The US number compares with PRC 81,348, Italy 53,578, Spain 25,496 and Germany 22,364 as of March 22.  Japan was 1,055.


The explosion is exponential so the log graph better shows how the momentum of the expansion remains steady. (Arithmetic chart shows this: 2,  4,  8, 64, because 8 is 2 to the third power and 64 is 2 to the fourth power. That’s exponential. Log chart shows this:  1,  2,  3,  4.) 

Daily reports of new cases tend to be volatile, but sustained reduction in new cases could be still months away.

Let’s see whether warmer weather brings this down. Of the four types of coronaviruses that had been investigated before this crisis, two weaken into warm weather while two do not. We don’t know about this new one yet.

This being a new bug, the doctors do not know whether having a mild case will immediately give immunity, although basic immunology suggests such a likelihood. This bug appears to destroy the lungs of those above 60 more than those below 40.

Reports so far suggest that a US resident my age has about a 90% chance of survival, which also would mean there is a one in ten chance that he or she will kick the bucket.

I’m in Japan. Some critics say the Japanese number is low because there has not been mass testing such as they’ve done in Korea. Others say it is because of the system of Hokenjo (National Health Inspection Offices) scattered throughout the country. Hokenjo workers actually do individual tracing to find the source of all transmissions.

There are too many differences to apply the US model to Japan and say that is going to repeat here. The demographics are different (fewer young folks with no respect for social distancing relative to more senior folks here who are not that social). Hand shaking vs. bowing. Shoes in house, no shoes in house. Eating sandwich with hands, eating with sticks, etc.

It is relatively easy to control, track and trace people coming into Japan and moving around Japan. The US has no facility to do that. Not even ICE can do that.

As long as you can trace and isolate, you can stay within the containment parameters.    Once you have 5,000 cases that you cannot even trace, you have Northern Italy – the mitigation phase.

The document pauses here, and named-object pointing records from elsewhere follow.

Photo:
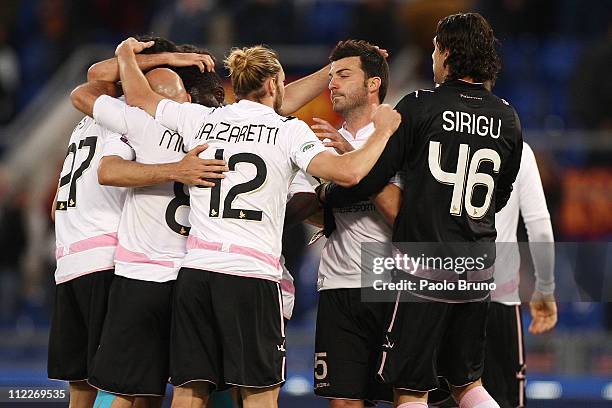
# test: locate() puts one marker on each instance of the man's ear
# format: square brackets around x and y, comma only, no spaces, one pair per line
[270,85]
[374,84]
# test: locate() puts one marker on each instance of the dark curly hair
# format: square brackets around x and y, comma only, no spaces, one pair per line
[372,62]
[472,47]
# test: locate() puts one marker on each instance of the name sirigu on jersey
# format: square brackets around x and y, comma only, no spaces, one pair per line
[226,132]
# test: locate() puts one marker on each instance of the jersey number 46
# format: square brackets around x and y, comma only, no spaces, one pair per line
[461,186]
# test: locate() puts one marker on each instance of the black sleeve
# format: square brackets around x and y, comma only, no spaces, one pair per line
[389,163]
[509,169]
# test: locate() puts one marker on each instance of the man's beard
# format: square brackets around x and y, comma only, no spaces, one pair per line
[351,101]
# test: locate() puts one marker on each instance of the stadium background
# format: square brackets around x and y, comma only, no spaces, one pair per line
[556,61]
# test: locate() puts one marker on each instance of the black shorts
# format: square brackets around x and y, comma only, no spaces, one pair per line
[226,330]
[504,372]
[133,357]
[347,346]
[426,340]
[76,325]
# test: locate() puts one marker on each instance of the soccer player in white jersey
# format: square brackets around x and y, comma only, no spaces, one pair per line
[504,372]
[86,223]
[227,319]
[87,218]
[349,331]
[149,252]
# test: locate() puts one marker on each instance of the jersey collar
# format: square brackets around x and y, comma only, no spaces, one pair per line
[362,133]
[252,106]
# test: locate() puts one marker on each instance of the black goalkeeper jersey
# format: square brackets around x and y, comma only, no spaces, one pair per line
[459,147]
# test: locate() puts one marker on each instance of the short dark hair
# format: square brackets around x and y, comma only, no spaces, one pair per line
[205,88]
[472,47]
[372,61]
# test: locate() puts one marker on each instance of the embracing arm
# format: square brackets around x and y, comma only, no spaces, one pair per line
[108,70]
[191,170]
[349,168]
[84,96]
[300,92]
[136,88]
[388,202]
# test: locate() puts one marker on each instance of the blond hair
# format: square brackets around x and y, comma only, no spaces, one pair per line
[250,67]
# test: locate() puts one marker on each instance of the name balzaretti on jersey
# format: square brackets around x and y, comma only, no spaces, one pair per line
[247,133]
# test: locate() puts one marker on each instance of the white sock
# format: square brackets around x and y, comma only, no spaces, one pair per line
[477,397]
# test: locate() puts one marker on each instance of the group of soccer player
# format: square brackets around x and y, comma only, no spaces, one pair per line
[171,206]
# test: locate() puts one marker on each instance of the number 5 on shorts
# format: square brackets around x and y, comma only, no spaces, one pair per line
[320,366]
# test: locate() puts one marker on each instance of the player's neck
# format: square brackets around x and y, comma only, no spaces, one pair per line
[358,118]
[468,79]
[266,100]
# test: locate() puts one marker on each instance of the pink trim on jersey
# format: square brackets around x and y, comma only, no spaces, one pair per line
[242,275]
[100,241]
[194,242]
[254,253]
[65,279]
[521,375]
[123,254]
[287,286]
[506,288]
[197,243]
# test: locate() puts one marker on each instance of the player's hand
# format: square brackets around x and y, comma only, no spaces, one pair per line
[192,170]
[382,51]
[187,59]
[386,119]
[132,45]
[543,312]
[324,130]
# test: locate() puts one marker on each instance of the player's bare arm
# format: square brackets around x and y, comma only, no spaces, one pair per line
[136,88]
[84,96]
[348,169]
[299,208]
[108,70]
[330,136]
[300,92]
[191,170]
[388,202]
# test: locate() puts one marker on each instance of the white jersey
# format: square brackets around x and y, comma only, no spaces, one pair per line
[340,266]
[86,213]
[527,198]
[236,226]
[154,225]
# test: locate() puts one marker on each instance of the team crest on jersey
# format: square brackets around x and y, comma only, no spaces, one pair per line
[307,146]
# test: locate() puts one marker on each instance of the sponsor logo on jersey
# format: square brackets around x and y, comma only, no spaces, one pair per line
[307,146]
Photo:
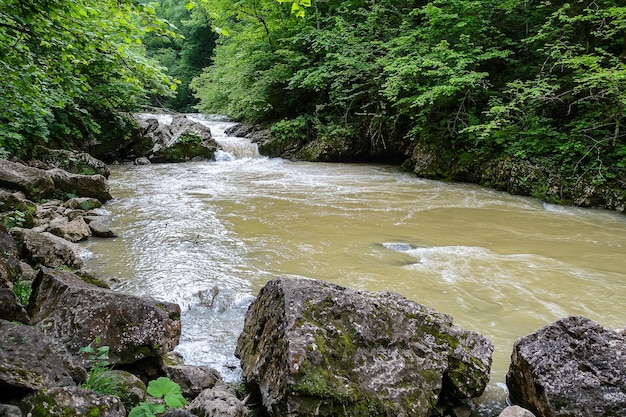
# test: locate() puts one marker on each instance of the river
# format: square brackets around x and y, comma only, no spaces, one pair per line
[208,235]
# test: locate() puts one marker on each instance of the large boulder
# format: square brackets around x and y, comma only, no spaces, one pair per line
[29,361]
[70,161]
[571,368]
[47,249]
[95,186]
[175,138]
[10,307]
[35,183]
[9,257]
[76,313]
[72,230]
[71,401]
[317,349]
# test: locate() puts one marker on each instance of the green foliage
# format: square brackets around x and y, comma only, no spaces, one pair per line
[100,379]
[17,218]
[184,57]
[22,290]
[160,388]
[67,65]
[524,79]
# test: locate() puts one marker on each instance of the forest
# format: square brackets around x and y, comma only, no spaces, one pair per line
[536,82]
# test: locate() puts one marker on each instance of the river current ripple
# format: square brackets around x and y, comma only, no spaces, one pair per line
[208,235]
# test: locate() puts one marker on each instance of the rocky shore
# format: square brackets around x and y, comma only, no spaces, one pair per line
[308,348]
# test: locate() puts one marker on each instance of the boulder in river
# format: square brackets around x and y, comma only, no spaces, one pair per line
[571,368]
[76,313]
[70,161]
[317,349]
[95,186]
[29,361]
[47,249]
[34,182]
[175,138]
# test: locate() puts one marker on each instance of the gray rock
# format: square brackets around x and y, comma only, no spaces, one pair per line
[314,348]
[7,410]
[9,258]
[95,186]
[73,231]
[71,161]
[10,308]
[76,313]
[71,401]
[217,402]
[100,229]
[516,411]
[180,140]
[571,368]
[83,203]
[29,361]
[35,183]
[47,249]
[192,379]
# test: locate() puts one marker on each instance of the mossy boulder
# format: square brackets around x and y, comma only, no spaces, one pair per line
[573,367]
[70,161]
[30,361]
[75,313]
[70,402]
[317,349]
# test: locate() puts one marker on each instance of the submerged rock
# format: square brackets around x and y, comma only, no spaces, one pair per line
[318,349]
[218,402]
[176,138]
[74,312]
[571,368]
[70,161]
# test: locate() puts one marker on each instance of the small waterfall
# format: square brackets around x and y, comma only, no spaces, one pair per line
[232,147]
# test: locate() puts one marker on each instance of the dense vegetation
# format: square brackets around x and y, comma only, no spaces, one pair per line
[543,82]
[69,68]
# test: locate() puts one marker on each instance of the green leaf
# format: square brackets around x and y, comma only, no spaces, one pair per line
[146,410]
[169,390]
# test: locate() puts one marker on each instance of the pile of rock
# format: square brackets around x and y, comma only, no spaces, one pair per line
[308,348]
[41,368]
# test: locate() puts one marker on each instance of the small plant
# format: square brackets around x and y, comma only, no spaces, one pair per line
[22,290]
[160,388]
[100,379]
[16,219]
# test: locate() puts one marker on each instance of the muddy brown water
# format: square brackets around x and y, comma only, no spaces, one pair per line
[208,235]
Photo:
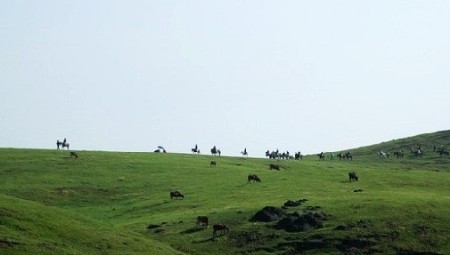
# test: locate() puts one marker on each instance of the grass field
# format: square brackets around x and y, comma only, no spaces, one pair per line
[118,203]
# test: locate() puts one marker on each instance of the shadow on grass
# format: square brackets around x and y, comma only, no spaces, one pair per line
[192,230]
[211,239]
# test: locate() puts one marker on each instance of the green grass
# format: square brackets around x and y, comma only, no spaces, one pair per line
[103,202]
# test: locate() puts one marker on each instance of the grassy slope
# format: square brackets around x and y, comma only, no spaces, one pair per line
[103,202]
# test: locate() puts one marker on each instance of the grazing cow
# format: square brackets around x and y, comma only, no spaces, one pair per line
[274,166]
[176,194]
[220,228]
[202,221]
[321,156]
[253,177]
[352,176]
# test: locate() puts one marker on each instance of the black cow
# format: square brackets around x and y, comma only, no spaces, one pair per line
[274,166]
[253,177]
[176,194]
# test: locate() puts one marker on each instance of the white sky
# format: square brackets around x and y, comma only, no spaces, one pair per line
[305,76]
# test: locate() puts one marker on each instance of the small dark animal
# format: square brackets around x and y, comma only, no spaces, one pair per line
[274,166]
[220,229]
[253,177]
[352,176]
[202,221]
[176,194]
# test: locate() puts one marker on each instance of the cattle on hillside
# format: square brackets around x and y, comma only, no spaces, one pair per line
[176,194]
[220,229]
[253,177]
[352,176]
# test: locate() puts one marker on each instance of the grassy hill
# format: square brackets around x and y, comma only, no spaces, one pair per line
[118,203]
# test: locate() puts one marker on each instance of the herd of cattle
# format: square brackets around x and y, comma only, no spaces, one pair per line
[221,228]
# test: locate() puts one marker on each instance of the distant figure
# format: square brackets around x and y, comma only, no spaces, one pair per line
[73,155]
[352,176]
[253,177]
[202,221]
[274,167]
[176,194]
[220,228]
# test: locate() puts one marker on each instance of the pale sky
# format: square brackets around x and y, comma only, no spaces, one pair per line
[305,76]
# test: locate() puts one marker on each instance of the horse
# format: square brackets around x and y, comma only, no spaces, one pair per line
[195,149]
[348,156]
[253,177]
[399,154]
[442,152]
[274,167]
[62,144]
[176,194]
[321,156]
[220,228]
[202,221]
[214,150]
[352,176]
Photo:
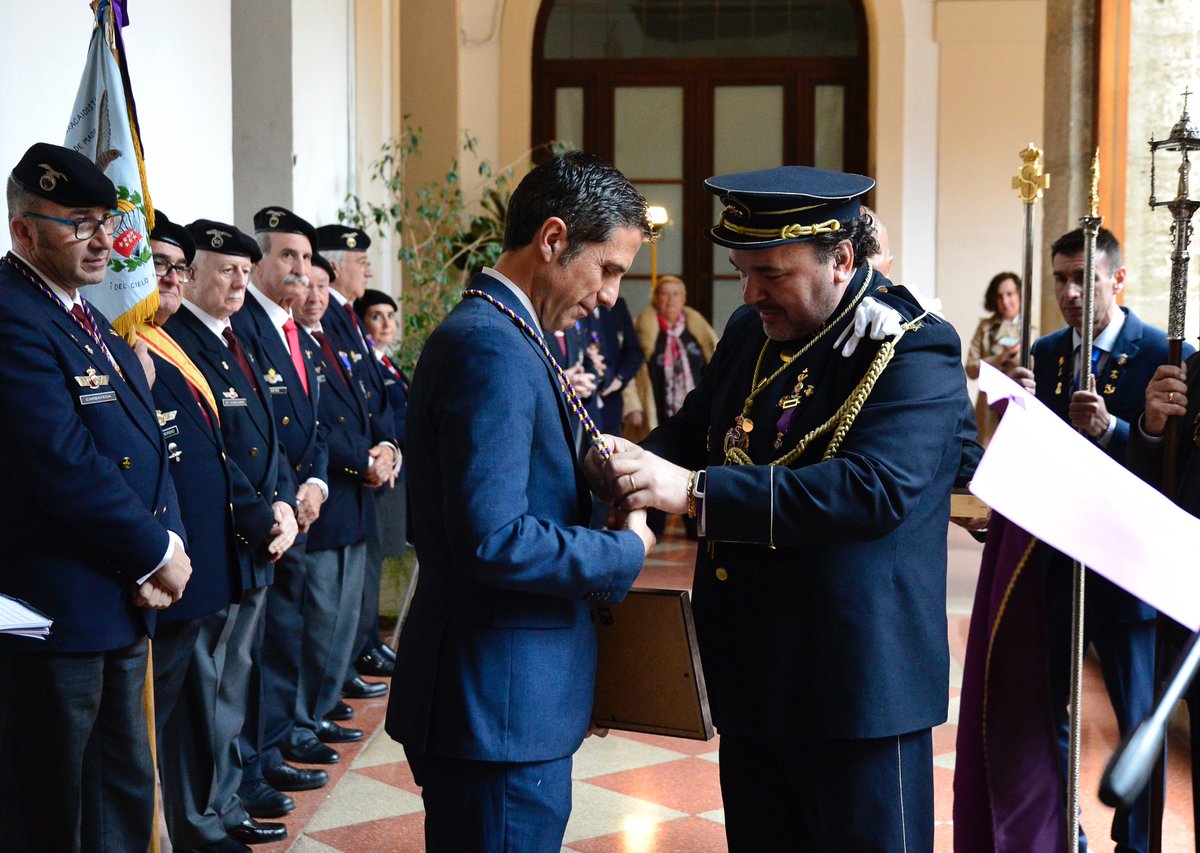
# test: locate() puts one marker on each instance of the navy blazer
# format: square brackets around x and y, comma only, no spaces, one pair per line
[821,607]
[85,498]
[259,469]
[295,412]
[1137,353]
[347,427]
[497,660]
[197,457]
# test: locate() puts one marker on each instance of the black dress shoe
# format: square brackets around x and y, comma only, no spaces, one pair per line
[251,832]
[331,733]
[287,778]
[359,689]
[310,752]
[225,845]
[375,664]
[259,799]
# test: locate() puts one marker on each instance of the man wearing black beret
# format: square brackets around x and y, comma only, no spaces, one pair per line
[89,520]
[346,248]
[817,454]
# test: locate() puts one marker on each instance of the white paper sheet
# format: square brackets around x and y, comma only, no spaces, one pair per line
[1066,491]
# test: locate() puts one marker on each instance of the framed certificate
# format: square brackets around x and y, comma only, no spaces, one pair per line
[648,674]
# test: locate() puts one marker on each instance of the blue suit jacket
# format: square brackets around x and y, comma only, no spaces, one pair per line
[1137,353]
[497,660]
[258,467]
[85,498]
[821,611]
[197,457]
[295,412]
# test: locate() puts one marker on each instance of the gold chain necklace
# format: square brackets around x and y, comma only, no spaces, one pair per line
[737,437]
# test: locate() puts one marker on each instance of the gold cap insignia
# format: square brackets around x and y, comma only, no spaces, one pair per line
[51,179]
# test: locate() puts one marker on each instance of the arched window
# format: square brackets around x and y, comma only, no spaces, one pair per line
[673,91]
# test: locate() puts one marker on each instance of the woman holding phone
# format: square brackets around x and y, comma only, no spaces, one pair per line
[997,341]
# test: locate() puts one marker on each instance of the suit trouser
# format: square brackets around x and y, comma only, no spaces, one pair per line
[270,720]
[75,764]
[331,611]
[826,796]
[479,806]
[198,750]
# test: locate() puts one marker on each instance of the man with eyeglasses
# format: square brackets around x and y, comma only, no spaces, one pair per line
[89,520]
[201,775]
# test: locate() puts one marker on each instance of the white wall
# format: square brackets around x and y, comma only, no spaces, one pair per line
[179,62]
[990,96]
[322,43]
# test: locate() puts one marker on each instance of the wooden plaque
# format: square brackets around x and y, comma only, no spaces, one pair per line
[648,674]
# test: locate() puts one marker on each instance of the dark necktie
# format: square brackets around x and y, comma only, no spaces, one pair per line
[330,356]
[239,355]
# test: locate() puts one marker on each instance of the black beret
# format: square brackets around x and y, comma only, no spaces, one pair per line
[323,263]
[282,221]
[64,176]
[223,239]
[370,298]
[785,204]
[173,233]
[342,238]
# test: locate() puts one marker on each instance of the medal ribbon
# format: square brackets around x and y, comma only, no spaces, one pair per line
[564,385]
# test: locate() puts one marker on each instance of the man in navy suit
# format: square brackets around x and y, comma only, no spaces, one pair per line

The US numbers exploded around March 6, or 45 days after the discovery of the first carrier.    But the actual explosion may have been earlier. We do not know because there was almost no testing. By day 55 after first discovery, the US was adding 1,000 people each day with no testing and no tracing.

I wrote earlier warning of recession. The question has been whether this one will be worse than 2008 or, heaven forbid, as bad as the 1930s.

It looks like the US unemployment rate will spike from a recent 3.5% to maybe 9% or 10% within weeks, then drop as we get into summer.

Peak unemployment for the financial crisis (or “Great Recession”) was 9% in 2009, and the peak for the Depression was 15% in the early 1930s.

There are trillions of dollars of near junk (BBB-rated) corporate bonds that are likely to be re-rated as junk in the coming weeks. That means a bloodbath in the bond market. 

Meanwhile new cases of Covid-19 should increase from 5,000 per day to 10,000 per day in the United States.

I’m watching labor figures to show the scale of US layoffs. According to the Wall Street Journal, “State-level anecdotes suggest claims for unemployment benefits — a proxy for layoffs — could hit more than two million in Thursday’s Labor Department report. Long-term prospects are bleak, with predictions emerging for losses of up to five million jobs this year and a drop in economic output of as much as $1.5 trillion.”   

The Journal, under the headline, “Worst of the selloff isn’t here yet, analysts warn,” reports: “Many market watchers say Wall Street is only now coming to grips with the economic damage being wrought by the virus.”

We are witnessing a huge shutdown of the global economy like we have not seen since the Great Depression.